In most animals, the gut needs a lot of energy to grind out nourishment from food sources. But cooking, by breaking down fibers and making nutrients more readily available, is a way of processing food outside the body.

Eating (mostly) cooked meals would have lessened the energy needs of our digestion systems, Khaitovich explained, thereby freeing up calories for our brains.
Instead of growing even larger (which would have made birth even more problematic), the human brain most likely used the additional calories to grease the wheels of its internal functioning.

Digestion question

Today, humans have relatively small digestive systems and burn 20-25 percent of their calories running their brains. For comparison, other vertebrate brains use as little as 2 percent of the animal's caloric intake.

Does this mean renewing our subscriptions to Bon Appetit will make our brains more efficient? No, but we probably should avoid diving into the raw food movement. Devoted followers end up, said Khaitovich, "with very severe health problems."

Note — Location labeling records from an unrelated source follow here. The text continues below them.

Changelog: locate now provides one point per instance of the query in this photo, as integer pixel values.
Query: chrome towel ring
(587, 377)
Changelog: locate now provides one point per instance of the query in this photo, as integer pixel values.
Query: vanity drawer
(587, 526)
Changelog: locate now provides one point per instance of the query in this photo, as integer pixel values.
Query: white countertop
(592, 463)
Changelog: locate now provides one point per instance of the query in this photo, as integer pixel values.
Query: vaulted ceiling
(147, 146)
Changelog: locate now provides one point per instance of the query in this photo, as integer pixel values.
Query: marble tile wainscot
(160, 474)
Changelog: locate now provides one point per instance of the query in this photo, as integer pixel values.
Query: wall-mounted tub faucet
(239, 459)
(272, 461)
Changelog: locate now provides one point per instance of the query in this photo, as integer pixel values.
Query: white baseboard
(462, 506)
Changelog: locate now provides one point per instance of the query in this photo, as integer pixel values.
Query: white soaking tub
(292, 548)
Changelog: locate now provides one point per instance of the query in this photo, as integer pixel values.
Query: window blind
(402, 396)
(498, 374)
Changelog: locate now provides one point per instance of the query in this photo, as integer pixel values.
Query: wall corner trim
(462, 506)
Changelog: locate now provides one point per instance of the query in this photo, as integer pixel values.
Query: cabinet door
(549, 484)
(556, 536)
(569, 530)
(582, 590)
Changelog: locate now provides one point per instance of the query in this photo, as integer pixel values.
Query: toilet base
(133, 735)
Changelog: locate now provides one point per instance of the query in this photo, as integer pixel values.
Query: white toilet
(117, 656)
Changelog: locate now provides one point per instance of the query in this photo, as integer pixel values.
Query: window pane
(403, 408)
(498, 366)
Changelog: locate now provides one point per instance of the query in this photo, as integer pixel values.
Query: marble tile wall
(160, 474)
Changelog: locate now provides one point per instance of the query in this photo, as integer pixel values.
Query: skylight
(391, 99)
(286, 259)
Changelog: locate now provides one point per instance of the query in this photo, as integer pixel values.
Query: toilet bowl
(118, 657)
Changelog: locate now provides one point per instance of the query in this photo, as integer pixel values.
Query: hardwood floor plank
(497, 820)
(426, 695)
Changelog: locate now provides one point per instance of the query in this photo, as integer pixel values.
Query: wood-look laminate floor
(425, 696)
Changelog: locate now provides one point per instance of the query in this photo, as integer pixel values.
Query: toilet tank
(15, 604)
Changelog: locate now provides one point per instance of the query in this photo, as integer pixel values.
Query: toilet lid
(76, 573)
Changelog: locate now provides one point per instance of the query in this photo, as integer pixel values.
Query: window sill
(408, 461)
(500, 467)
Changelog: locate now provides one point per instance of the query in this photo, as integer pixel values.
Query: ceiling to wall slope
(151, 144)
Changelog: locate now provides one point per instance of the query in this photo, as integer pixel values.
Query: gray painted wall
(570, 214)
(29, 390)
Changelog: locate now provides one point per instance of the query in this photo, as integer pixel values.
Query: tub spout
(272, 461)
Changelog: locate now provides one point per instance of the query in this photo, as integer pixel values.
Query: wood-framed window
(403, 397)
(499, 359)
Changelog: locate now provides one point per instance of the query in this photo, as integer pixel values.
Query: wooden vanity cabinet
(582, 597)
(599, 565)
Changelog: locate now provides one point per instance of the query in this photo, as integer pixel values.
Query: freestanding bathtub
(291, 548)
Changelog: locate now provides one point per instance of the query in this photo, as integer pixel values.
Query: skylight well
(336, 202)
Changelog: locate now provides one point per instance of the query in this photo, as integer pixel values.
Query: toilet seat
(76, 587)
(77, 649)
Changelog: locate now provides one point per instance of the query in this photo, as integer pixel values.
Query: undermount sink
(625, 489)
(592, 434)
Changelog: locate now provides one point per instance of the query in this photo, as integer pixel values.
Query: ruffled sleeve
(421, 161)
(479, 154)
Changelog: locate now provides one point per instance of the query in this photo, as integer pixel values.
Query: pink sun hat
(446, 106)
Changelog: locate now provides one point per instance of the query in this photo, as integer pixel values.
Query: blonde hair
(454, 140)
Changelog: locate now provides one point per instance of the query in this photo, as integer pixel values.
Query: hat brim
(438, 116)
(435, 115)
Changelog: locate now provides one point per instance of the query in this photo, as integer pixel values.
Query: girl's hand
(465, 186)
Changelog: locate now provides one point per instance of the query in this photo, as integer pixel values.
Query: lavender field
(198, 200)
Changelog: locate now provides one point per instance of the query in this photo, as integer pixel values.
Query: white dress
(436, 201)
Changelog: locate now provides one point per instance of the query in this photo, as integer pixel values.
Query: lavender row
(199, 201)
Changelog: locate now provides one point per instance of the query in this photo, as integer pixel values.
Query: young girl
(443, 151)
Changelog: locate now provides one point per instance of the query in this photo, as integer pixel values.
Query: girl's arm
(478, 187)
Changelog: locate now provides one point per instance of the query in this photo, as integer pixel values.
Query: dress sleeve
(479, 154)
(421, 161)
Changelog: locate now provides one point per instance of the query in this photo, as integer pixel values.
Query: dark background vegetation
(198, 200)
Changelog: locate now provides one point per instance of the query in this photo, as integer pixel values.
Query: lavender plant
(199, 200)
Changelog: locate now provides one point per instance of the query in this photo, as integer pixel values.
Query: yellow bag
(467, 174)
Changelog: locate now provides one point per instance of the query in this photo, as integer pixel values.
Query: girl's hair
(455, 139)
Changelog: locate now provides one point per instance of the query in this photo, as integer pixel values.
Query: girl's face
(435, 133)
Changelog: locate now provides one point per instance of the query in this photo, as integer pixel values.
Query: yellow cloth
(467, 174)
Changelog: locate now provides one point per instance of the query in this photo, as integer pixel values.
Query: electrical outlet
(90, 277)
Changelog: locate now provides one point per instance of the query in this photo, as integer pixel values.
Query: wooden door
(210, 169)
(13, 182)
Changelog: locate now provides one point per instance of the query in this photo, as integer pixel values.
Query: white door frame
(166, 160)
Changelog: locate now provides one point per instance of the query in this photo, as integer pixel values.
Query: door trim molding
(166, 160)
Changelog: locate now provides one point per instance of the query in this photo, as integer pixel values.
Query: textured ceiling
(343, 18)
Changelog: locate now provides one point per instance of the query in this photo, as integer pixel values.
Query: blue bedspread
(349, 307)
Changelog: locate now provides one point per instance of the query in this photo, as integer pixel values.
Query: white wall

Scientists wonder if our cognitive spurt happened too fast. Some of our most common mental health problems, ranging from depression and bipolar disorder to autism and schizophrenia, may be by-products of the metabolic changes that happened in an evolutionary "blink of an eye," Khaitovich said.

While other theories for the brain's cognitive spurt have not been ruled out (one involves the introduction of fish to the human diet), the finding sheds light on what made us, as Khaitovich put it, "so strange compared to other animals."